Für das ungewöhnliche Modellprojekt, das zunächst auf zwei Jahre angelegt ist, konnte neben den bekannten Kooperationspartnern (Lebenshilfe, Bruderhaus-Diakonie, Fakultät für Sonderpädagogik), die Ludwigsburger Paul-Lechler-Stiftung gewonnen werden. 30 000 Euro steuert die Stiftung bei. Damit werden die Dozenten finanziert. Die Schauspieler/innen erhalten ihre Arbeitsprämien weiterhin von den Werkstätten.
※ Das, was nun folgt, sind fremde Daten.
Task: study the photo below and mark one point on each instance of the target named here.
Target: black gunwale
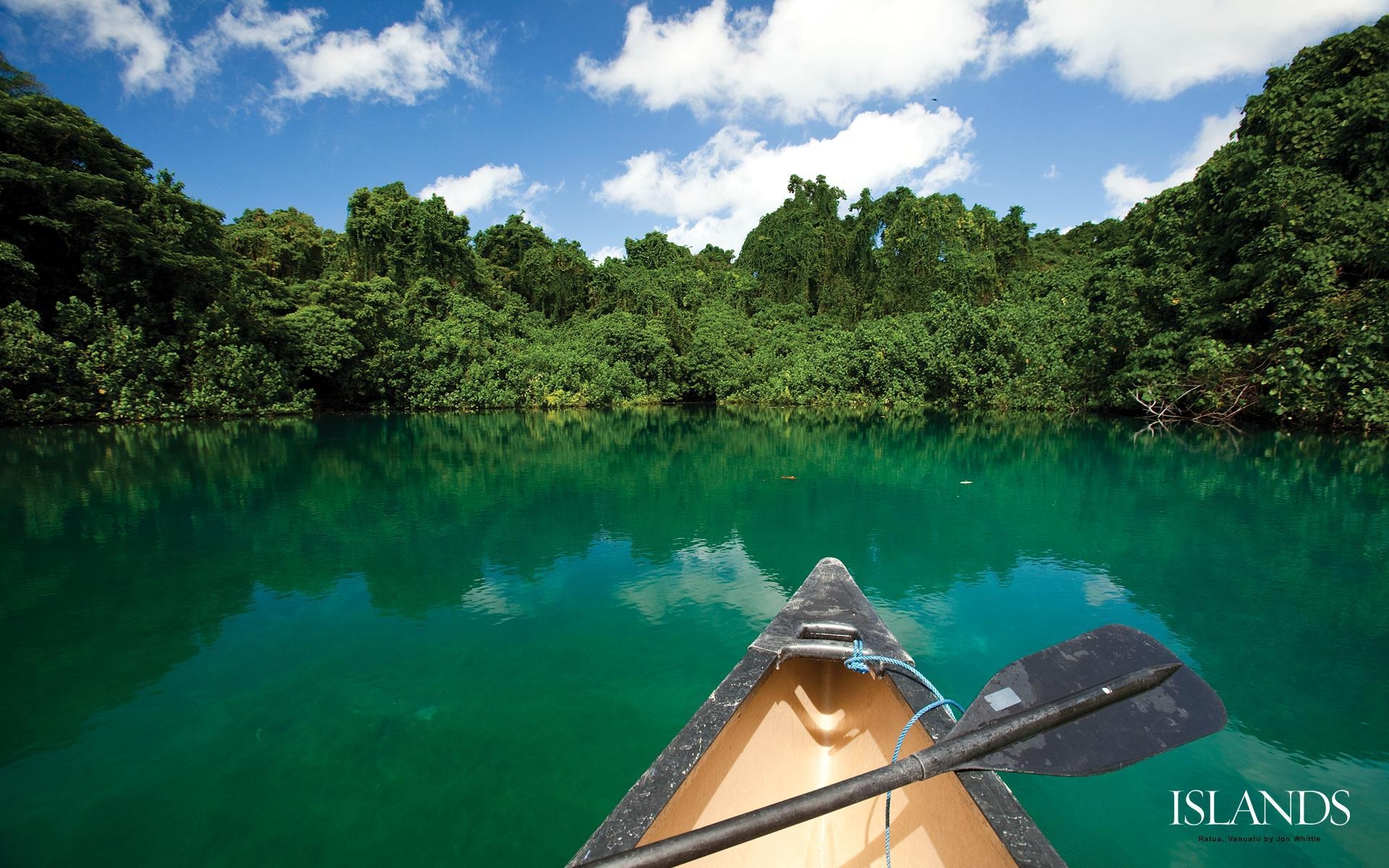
(828, 595)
„Es handelt sich um eine klassische Mischfinanzierung“, beschreibt Rosemarie Henes die Konzeption. Alles in allem eine „tolle Sache“, wie sie findet. Auch Gerhard Droste, der Leiter der Bruderhaus-Werkstätten ist begeistert, wie immer, wenn Arbeitsplätze außerhalb der Werkstätten entstehen. Arbeitsplätze, die „betriebsintegriert“ sind und jetzt habe man erstmals einen Kulturbetrieb. Dass es sich dabei um eine Mischung aus Ausbildungs- und Arbeitsplatz handelt, stört Susanne Scheible vom Sozialdienst der Bruderhaus-Werkstätten nicht: „Bildung und Qualifizierung ist auch unser Auftrag.“
Wissenschaftlich begleitet wird das bundesweit beispiellose Projekt wieder von der Fakultät für Sonderpädagogik, zwei Studierende werden ihre Masterarbeit darüber schreiben. Die Bedingungen an der Tonne, meint Prof. Elisabeth Braun, seien absolut optimal: „Vielleicht wird eine eigene Sparte daraus.“
Choreographie, Bewegung, Sprecherziehung, Gesang, aber auch gemeinsames Zeitungslesen, gehöre zum Stundenplan der Jung-Schauspieler/innen, erläutert Tonne-Intendant Enrico Urbanek, der auch schon bei den vergangenen vier Produktionen mit Menschen mit Behinderungen Regie geführt hat. Es ist nicht immer einfach und manchmal eine Gratwanderung für die sechs etwas anderen Ensemble-Mitglieder. „Wie lerne ich einen Text auswendig?“, aber auch „Wie gehe ich mit Körperlichkeit und meiner Behinderung um?“ – solche Fragen treiben sie um.
Jobcoach Dominik Engel von den Bruderhaus-Diakonie kennt die Mitspieler/innen gut. Er ist als pädagogischer Begleiter beim Unterricht dabei, passt auf, dass niemand überfordert wird. Spannend findet er das Ganze, zumal er selbst alle Übungen mitmacht. Immer wieder kommt es zu berührenden Momenten. Für die Spieler mit Handicap, aber auch für die anderen.
Da ist beispielsweise Franziska Schiller. Sie sitzt im Rollstuhl, hat bereits bei der letzten Produktion „Die Bildnisse des Dorian Gray“ mitgespielt. Jetzt kommt sie in den Genuss der professionellen Ausbildung und erhält automatisch mehr Zuwendung. Im Rahmen des Trainings habe man sie immer wieder in die Mitte genommen, erzählt Urbanek, und sei ein paar Schritte mit ihr gegangen. In ihrem Alltag hatte dafür niemand Zeit. Plötzlich hätten sie festgestellt, dass Franziska beweglicher werde. Das sei zwar für die Zuschauer unmerklich. Aber das Glücksgefühl, das sie empfinde, sei authentisch: „Das kann sie auf der Bühne rüberbringen“.
Und zwar schon bald, denn einmal in der Woche proben die sechs zusätzlich zum Unterricht mit ihren Kollegen von der BAFF-Freizeit-Theatergruppe für die nächste Tonne-Produktion: „Pi oder was die Welt im Innersten zusammenhält“, Das Musiktheaterstück von Enrico Urbanek hat am 10. Mai Premiere.